I am in oklahoma. I'm in a group on Facebook that actually has frequent customers in the OK and surrounding states area. I don't think I'd get much business short distance, but across states and surrounding states look promising. I haven't even gone so far as to look up interest rates. I might have some connections in that area actually that could help.
_Posted via Mobile Device_


----------



## alexischristina (Jun 30, 2009)

IMO, for someone who likes driving and has an interest in travelling to different parts of the states (or, in my case, provinces) it's a perfect job, so long as you have the skills to build a good client base. My dad has expressed interest in it, he's a prof. driver already, but in my opinion he lacks the horsey skills needed in case of emergency.


----------



## Celeste (Jul 3, 2011)

I know a man that hauls horses and cattle professionally. He usually only works in the state. He also does other things such as repair fences and help catch wild cows. He makes some money at it, but I don't see a lot of signs of him getting rich.


----------



## Golden Horse (Feb 20, 2010)

You have to have great people skills and better horse skills, and the patience of a saint. I would think it could be a tough business to be in, but people are always looking to move horses, so if you are good at what you do, the work will come to you.


----------



## SouthernTrails (Dec 19, 2008)

.

If you already own a suitable Truck and Trailer, there is money to be made, not sure if it would be a lot or a little.

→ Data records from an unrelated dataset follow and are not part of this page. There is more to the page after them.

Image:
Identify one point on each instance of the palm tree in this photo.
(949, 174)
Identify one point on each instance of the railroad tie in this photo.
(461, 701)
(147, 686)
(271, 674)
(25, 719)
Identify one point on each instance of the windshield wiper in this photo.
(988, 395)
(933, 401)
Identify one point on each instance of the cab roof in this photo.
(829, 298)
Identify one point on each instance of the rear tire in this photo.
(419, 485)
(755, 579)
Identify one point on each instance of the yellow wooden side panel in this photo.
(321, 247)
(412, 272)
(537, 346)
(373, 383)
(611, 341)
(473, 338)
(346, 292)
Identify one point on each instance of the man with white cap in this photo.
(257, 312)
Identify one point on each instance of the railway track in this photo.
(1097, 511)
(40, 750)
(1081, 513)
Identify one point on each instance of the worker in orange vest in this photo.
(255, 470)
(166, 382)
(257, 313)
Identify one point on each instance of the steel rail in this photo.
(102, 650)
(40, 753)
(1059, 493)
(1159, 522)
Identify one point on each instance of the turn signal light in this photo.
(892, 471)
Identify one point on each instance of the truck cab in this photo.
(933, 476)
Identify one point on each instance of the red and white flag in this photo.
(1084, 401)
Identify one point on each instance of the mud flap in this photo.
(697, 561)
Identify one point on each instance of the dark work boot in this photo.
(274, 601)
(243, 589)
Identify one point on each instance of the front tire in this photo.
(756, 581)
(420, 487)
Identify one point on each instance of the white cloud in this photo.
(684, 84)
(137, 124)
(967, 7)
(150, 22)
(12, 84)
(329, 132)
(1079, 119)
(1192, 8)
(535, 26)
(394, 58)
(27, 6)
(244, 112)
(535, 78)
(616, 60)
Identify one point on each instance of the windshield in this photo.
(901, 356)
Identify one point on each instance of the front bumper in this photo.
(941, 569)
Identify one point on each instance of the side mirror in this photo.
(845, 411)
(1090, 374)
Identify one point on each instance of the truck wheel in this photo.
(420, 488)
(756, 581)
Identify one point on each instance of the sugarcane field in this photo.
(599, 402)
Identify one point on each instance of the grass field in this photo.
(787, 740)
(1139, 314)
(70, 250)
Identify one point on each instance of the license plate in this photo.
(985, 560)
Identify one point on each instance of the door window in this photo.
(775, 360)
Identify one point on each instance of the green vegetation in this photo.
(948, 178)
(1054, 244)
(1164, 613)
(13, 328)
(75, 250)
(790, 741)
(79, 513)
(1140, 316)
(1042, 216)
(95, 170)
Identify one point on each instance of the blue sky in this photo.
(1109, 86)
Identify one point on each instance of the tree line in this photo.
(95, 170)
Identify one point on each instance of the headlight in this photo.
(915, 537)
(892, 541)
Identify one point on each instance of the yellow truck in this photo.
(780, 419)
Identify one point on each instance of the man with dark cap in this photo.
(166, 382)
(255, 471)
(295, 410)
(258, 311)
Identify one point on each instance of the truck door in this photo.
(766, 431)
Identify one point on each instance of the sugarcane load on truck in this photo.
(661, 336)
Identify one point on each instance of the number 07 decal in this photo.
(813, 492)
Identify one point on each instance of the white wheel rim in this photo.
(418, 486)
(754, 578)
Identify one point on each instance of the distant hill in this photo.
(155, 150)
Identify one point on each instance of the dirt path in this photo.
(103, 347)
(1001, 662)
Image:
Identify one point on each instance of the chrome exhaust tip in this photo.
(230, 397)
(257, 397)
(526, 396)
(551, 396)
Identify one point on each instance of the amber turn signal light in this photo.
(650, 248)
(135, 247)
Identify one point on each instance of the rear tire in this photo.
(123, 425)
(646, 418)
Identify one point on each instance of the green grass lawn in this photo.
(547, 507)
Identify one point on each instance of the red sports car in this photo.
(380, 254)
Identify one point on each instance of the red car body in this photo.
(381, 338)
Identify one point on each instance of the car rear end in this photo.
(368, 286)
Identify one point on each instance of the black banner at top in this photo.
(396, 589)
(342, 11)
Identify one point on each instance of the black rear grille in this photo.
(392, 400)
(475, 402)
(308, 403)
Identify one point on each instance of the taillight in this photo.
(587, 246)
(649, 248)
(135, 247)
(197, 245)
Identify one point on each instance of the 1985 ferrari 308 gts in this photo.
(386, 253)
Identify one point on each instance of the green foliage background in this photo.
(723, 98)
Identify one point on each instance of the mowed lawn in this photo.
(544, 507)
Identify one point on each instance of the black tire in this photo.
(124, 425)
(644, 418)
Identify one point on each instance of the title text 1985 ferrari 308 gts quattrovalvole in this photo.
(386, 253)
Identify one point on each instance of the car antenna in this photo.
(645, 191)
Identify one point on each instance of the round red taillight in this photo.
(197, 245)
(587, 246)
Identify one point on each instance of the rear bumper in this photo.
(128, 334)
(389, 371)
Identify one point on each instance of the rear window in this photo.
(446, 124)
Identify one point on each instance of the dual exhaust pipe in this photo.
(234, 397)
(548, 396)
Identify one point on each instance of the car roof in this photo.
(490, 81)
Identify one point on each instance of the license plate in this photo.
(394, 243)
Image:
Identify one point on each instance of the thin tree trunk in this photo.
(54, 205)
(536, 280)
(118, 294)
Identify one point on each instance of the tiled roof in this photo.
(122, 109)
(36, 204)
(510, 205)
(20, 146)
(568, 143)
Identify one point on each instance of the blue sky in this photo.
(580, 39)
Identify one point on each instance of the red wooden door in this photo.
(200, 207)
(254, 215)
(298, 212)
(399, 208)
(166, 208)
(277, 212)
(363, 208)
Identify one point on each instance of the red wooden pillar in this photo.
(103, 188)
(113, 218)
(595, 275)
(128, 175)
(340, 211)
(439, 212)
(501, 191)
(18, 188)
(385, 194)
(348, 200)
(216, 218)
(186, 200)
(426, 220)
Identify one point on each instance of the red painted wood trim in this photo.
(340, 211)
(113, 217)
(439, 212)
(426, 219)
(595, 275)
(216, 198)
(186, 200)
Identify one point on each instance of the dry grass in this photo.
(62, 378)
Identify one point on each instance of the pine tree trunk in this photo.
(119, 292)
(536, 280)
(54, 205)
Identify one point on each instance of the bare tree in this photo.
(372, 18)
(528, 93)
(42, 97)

To go out and purchase a Truck and a Trailer for the purpose of Transporting Animals would be a very risky venture, IMO

Having friends in the Transportation Industry in general in today's economy, the key is to have Lots of Contacts in the type of Transportation business you are interested in.

Proper Insurance, Equipment and References are a Huge Prerequisite, yes I know it is hard to get references when starting a business, thus the Contacts, Friends and others that can vouch for you till you get a few Clients under your belt will help greatly.

Maybe contacts some Vets, Farriers and Neighbors to help spread the word and get a few Clients, then your Job of acquiring new people who do not know you to haul for will be easier because you will have references.

Good Luck with your venture :wink:


.


----------



## Lx3 (Jun 16, 2013)

I'm going to have to do some more research! I'm not expecting to get rich, just as long as I can make enough to be comfortable or make as much as I make now. 

I have a truck, so a trailer is all I'd need to buy/finance. That's not too risky as I have a horse and could use one anyway!

The risky part is in order to make enough money I'd probably have to quit my current job.. And just hope I can get a good enough start to cover my bills. But I guess what I don't cover my boyfriend can pick up  hahahaha
_Posted via Mobile Device_


----------



## Celeste (Jul 3, 2011)

In this economy, I would hesitate to quit a paying job. You could try to haul horses on your off days and see if you got a lot of business.


----------



## Saskia (Aug 26, 2009)

It really depends. For short distance you might make money, but long distance it will be harder to compete with the larger companies. There are many companies who take multiple horses on popular routes, and that really makes it a lot cheaper. I know when traveling any kind of real distance I'll just book my horse on a truck rather than get a trailer, it's just easier on the horse and they're set up for it. 

You don't only have to cover your fuel costs, but upkeep as well as your time. 

I'd try to keep your job and just do it on weekends. If you are only doing short distance then it will be mainly private owners going to comps etc which you can do on weekends. Build a client base before expanding.


----------



## Lx3 (Jun 16, 2013)

That's a good idea, thanks for the ideas. Like I said I have more research to do but starting locally would definitely get me a taste of what to expect.
_Posted via Mobile Device_


----------



## walkwavy (Mar 21, 2012)

I beleive you missed filing all the paperwork with the USDOT, FMCSA and various states; if you are doing it for money. SOme of the filings are MCS-150, OP-1, UCR, BOC3, MCX-90, and then you need maintenance files on equipment, drivers files, log books, -- oh & at least $750,000 liability insurance plus you amy want insurance in case the horse gets hurt while in your care.

I know there are people doing it illegally but they get caught all the time and it is costly. 46 yrs of transportation law experience.


----------